Dreier-Fusion bei Sparkassen geplatzt: Kommt jetzt ein Duo?

Die geplante Fusion der Sparkassen Bruck, Dachau und Landsberg ist nach dem ablehnenden Votum des Kreistags am Lech geplatzt. Denkbar wäre nun eine Zweier-Verbindung von Bruck und Dachau.
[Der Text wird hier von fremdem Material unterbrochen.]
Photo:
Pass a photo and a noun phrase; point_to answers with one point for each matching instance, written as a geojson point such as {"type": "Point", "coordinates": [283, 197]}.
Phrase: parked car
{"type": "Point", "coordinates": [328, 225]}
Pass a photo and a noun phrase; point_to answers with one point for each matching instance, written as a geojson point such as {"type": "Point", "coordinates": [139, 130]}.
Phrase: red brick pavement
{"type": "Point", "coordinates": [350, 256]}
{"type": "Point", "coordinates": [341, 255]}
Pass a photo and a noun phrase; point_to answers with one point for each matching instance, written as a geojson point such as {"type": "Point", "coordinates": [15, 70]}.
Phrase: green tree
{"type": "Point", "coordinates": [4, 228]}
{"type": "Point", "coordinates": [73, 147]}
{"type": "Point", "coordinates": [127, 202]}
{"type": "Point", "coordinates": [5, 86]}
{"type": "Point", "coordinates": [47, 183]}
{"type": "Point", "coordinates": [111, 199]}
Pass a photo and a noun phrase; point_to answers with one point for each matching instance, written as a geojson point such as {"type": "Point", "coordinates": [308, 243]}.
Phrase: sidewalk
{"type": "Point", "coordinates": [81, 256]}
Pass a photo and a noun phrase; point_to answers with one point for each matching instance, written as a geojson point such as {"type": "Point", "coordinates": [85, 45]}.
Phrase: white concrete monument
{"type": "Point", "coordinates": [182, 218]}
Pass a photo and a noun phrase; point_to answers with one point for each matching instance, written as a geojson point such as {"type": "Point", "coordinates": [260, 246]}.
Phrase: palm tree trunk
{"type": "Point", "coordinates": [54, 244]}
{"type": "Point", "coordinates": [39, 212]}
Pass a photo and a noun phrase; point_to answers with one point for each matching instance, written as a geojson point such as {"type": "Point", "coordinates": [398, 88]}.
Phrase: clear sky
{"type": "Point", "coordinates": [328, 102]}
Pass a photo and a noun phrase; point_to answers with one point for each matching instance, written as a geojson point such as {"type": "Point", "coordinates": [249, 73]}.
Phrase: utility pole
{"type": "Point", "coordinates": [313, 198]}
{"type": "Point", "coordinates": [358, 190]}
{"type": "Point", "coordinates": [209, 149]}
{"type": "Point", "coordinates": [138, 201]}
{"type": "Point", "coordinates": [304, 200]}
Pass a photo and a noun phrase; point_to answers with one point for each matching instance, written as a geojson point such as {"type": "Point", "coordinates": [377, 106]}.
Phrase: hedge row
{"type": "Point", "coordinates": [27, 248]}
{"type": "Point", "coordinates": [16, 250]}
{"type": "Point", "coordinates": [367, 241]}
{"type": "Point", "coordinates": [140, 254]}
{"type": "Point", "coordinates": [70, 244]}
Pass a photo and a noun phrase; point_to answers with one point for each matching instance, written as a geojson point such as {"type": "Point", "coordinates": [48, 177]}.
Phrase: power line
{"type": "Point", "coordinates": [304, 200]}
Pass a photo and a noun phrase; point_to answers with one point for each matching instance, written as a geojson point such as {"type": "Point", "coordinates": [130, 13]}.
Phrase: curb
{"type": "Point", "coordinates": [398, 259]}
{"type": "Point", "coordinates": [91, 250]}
Fürstenfeldbruck – „Ich bin enttäuscht. Es ist schade.“ So kommentierte Fürstenfeldbrucks Landrat Thomas Karmasin am Donnerstag die Nachricht. Am Tag zuvor hatte der Kreistag in Landsberg mit 41:10 Stimmen beschlossen, aus den Fusionsgesprächen auszusteigen. Eine große Mehrheit in Landsberg folgte damit offenbar ihrem Landrat Thomas Eichinger (CSU), der vorher schon angekündigt hatte,gegen den Zusammenschluss zu stimmen. Eichinger führte vor allem Sorgen um die Regionalität einer deutlich vergrößerten Sparkasse ins Feld.

Brucks Landrat Karmasin hält die Gründe Eichingers allerdings für nicht ganz nachvollziehbar. Alles was der Landsberger Landrat befürchte, wäre via Vertrag ausgeschlossen gewesen, sagte Karmasin. Er kann sich nun eine Fusion mit Dachau vorstellen. Auch der Dachauer Landrat Stefan Löwl stellt die Landsberger Mehrheits-Argumente in Frage. Die Regionalität der Sparkasse, so Löwl, wäre auch in einem gemeinsamen Institut durch eine Drei-Säulen-Sparkasse gewährleistet gewesen. Schwierige Entscheidungen, wie die Frage, ob Filialen geschlossen werden müssen, hätten gemeinsam besser gelöst werden können, da eine gemeinsame Sparkasse wirtschaftlich mehr Spielräume gehabt hätte.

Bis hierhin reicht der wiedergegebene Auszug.